Use aligned loads and stores where possible in DAAL memory management #3159

Vika-F · 2025-04-07T08:40:26Z

Description

service_memset_seq, service_calloc and service_scalable_calloc functions were modified to use aligned memory loads and stores for aligned data.
C++ standard version was increased from C++11 to C++17 in daal_module in bazel build. This was done to simplify the implementations of service_calloc and service_scalable_calloc by the use of C++17 features like if constexpr.

Checklist to comply with before moving PR from draft:

PR completeness and readability

I have reviewed my changes thoroughly before submitting this pull request.
I have commented my code, particularly in hard-to-understand areas.
Git commit message contains an appropriate signed-off-by string (see CONTRIBUTING.md for details).
I have added a respective label(s) to PR if I have a permission for that.
I have resolved any merge conflicts that might occur with the base branch.

Testing

I have run it locally and tested the changes extensively.
All CI jobs are green or I have provided justification why they aren't.

Performance

I have measured performance for affected algorithms using scikit-learn_bench and provided at least summary table with measured data, if performance change is expected.

Total geomean speedup across the algorithms is 1.15 on 112-core SPR system.
While there is no significant change in the performance of the 'fit' stage, the performance of the 'predict' stage shown 1.3 geomean improvement due to the use of aligned loads and stores.

I have provided justification why performance has changed or why changes are not expected.

The only significant performance drop (up to 3x) happens in Ridge regression 'fit' and in 2 cases of KNN Regression fit. This drop is stably reproducible.
The reasons are yet unknown. To be investigated further.

I have provided justification why quality metrics have changed or why changes are not expected.

The quality metrics had not changed because the computations logic is not affected.

…agement

Vika-F · 2025-04-07T11:20:16Z

/intelci: run

Vika-F · 2025-04-09T07:50:18Z

/intelci: run

Vika-F · 2025-04-09T11:17:03Z

CI re-run: http://intel-ci.intel.com/f0153412-dab0-f1e3-a345-a4bf010d0e2d

avolkov-intel · 2025-04-11T13:17:59Z

cpp/daal/src/externals/service_memory.h

    {
-        return NULL;
+        /// Use aligned stores
+        const unsigned int num32 = static_cast<unsigned int>(num);


Why do we need this conversion? Is it is in general possible to vectorize loop if num >= UINT_MAX? Not sure if we allocate such big arrays anywhere but with the current implementation we will do it much slower because alignment vectorization will not be applied.

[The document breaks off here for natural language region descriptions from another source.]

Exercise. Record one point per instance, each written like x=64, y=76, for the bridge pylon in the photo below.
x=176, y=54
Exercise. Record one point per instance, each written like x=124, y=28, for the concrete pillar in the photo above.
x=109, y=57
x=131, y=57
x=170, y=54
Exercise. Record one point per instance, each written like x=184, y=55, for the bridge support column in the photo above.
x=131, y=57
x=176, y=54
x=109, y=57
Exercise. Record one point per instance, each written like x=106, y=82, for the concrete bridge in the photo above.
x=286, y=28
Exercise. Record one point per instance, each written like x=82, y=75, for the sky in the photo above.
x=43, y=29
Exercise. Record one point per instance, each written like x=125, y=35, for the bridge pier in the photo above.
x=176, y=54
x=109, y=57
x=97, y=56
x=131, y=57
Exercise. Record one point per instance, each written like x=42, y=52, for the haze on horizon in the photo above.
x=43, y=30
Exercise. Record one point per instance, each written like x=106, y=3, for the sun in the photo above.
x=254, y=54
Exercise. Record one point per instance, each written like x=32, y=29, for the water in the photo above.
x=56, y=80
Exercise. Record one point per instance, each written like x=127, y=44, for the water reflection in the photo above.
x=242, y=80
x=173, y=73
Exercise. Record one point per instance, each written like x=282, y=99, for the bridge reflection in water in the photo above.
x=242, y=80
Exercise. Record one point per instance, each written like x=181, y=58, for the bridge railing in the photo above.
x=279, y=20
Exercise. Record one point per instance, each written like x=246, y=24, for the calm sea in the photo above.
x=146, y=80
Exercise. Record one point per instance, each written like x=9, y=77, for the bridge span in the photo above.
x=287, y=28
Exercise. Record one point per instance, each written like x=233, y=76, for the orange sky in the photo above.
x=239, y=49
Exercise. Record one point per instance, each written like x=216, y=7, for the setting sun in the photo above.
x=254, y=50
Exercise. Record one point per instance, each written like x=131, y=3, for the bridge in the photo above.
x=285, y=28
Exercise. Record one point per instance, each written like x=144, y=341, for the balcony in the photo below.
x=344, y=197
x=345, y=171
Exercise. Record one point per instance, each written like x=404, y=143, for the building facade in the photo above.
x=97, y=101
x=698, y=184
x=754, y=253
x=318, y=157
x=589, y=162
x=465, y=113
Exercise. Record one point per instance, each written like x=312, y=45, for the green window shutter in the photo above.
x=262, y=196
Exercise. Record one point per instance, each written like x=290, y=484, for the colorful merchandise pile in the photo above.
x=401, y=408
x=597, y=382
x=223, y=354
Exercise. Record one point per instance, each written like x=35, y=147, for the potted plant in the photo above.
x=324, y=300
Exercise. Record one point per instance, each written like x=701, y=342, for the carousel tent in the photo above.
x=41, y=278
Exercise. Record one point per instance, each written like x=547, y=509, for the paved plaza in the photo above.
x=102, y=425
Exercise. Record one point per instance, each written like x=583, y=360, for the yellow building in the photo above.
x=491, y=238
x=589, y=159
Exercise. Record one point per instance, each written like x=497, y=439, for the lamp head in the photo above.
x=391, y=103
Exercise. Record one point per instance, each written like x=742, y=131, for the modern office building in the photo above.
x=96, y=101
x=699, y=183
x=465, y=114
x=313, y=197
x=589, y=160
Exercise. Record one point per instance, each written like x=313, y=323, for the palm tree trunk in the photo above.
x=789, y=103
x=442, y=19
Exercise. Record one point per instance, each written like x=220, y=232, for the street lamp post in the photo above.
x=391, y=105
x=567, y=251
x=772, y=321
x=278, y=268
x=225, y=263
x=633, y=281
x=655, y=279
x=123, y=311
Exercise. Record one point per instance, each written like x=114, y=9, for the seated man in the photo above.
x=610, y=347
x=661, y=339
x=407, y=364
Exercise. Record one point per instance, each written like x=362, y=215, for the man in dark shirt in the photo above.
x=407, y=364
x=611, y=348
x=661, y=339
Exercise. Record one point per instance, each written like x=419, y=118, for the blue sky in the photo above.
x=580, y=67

Maybe in this case we can split loop into few so that each of them is vectorizable

Why do we need this conversion?

Because loops with 32-bit counters are in general faster that loops with 64-bit counters.

Is it is in general possible to vectorize loop if num >= UINT_MAX?

It is possible. And the loop will be vectorized in this case. Al least for default types like float, double, int, etc. there should be no problems to vectorize this loop.

Maybe in this case we can split loop into few so that each of them is vectorizable

Yes, I thought about adding more branches or maybe even splitting the loop into two sub-loops: unaligned first part and aligned second part (when possible).

But the current version already solves the performance problems I have in #3126, and it improves the performance in most of the testcases in our benchmarks.

Further improvements are possible though.

Let's add TODO?

Here is the TODO:
https://github.com/uxlfoundation/oneDAL/pull/3159/files#diff-d7260f08f9fba4887d684cf7c2e0e085c7d885dc6b9b260c9843a1728331e5cdR53

avolkov-intel · 2025-04-11T13:26:28Z

cpp/daal/src/externals/service_memory.h

+        PRAGMA_IVDEP
+        PRAGMA_VECTOR_ALWAYS
+        PRAGMA_VECTOR_ALIGNED
+        for (unsigned int i = 0; i < num32; i++)


Can we apply vectorization in case sizeof(T) > our alignment?

I think it would depend on the data type.
Also, those pragmas are just guidance to the compiler. Having them here does not force compiler to vectorize the loop, it just asks it to vectorize this loop.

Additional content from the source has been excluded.